UNIVERSITY WRITING PROGRAM

THE POINT

 Summer 2009

Literacy Narrative Qualitative Analysis
Kamila Kinyon

I. Formulate one or more research questions about literacy narratives.

II. Conduct interviews to collect 3 or more literacy narratives outside of class. Each narrative should be 3-5 minutes long. Preferably, you should tape and post the interviews. (You may use either audio or video, and may borrow an audio recorder from the Writing Program office.) Alternately, you may ask your interviewees to write a brief literacy narrative, and then follow this up with a 3-5 minute interview. If you choose this option, you should take careful notes, later editing and posting this along with the written narrative provided by the interviewee. Whichever technique you use to collect literacy narratives, you will need to have each interviewee fill out consent and data transmission forms, as explained on page 3. These forms are posted on Blackboard under course documents and may be filled out and posted electronically.

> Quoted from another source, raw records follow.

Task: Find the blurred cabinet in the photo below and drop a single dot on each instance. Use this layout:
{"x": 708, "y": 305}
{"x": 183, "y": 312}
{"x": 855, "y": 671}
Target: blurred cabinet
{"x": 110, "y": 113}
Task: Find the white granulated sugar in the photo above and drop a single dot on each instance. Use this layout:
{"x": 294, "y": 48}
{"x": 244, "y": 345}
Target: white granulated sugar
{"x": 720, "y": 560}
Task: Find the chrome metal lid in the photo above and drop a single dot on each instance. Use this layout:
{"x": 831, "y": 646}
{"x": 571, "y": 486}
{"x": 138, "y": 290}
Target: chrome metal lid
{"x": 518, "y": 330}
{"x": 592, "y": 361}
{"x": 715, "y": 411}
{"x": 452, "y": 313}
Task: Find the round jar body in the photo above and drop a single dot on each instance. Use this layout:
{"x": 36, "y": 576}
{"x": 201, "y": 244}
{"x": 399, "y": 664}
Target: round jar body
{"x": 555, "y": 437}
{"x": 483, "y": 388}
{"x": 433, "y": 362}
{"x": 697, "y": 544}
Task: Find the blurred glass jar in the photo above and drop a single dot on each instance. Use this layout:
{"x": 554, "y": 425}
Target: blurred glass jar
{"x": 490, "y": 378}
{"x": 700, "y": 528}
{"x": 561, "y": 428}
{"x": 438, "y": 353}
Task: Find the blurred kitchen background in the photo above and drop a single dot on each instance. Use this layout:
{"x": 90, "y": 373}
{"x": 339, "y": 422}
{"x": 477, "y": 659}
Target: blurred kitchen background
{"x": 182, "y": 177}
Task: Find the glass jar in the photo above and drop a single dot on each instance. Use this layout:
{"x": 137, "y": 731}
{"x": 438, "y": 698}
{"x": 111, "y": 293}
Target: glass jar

III. Post your audios, videos, or written narratives with edited interview notes on Portfolio, so other 1133 students can have access to them. (We will discuss in class how to post and share the audios or videos through Portfolio. I will create a larger archive, so you can have access to the audios, videos, or written narratives with interview notes from members of my two other sections of 1133.)

III. Look for connections between the narratives you and other 1133 students collected and the narratives on the DALN (Digital Archives of Literacy Narratives) website.

IV. Do a qualitative analysis. You may draw on selections from (1) the literacy narratives you and other 1133 students collected and (2) the narratives on the DALN website.

V. In writing your paper, be sure to describe your research questions. Document what you have found using direct quotes from at least some of the literacy narratives you are analyzing. Qualitative research is quite flexible in the accepted formats for presentation, more so than the quantitative research format we studied earlier. For an example of how qualitative research can be presented, see Sunsteins Getting the Words Secondhand (pp. 449-454 Fieldworking) and Hawisher and Selfes Globalization and Agency: Designing and Redesigning the Literacies of Cyberspace (available on Blackboard under Course Documents).

VI. Extra Credit: Post an audio or video literacy narrative to the DALN archive. This may either be an interview or a literacy narrative of your own. Send an additional attachment to me, since it takes a while for the narrative to be processed and to appear on the DALN site. The extra credit will count towards the class participation and informal writing part of your grade.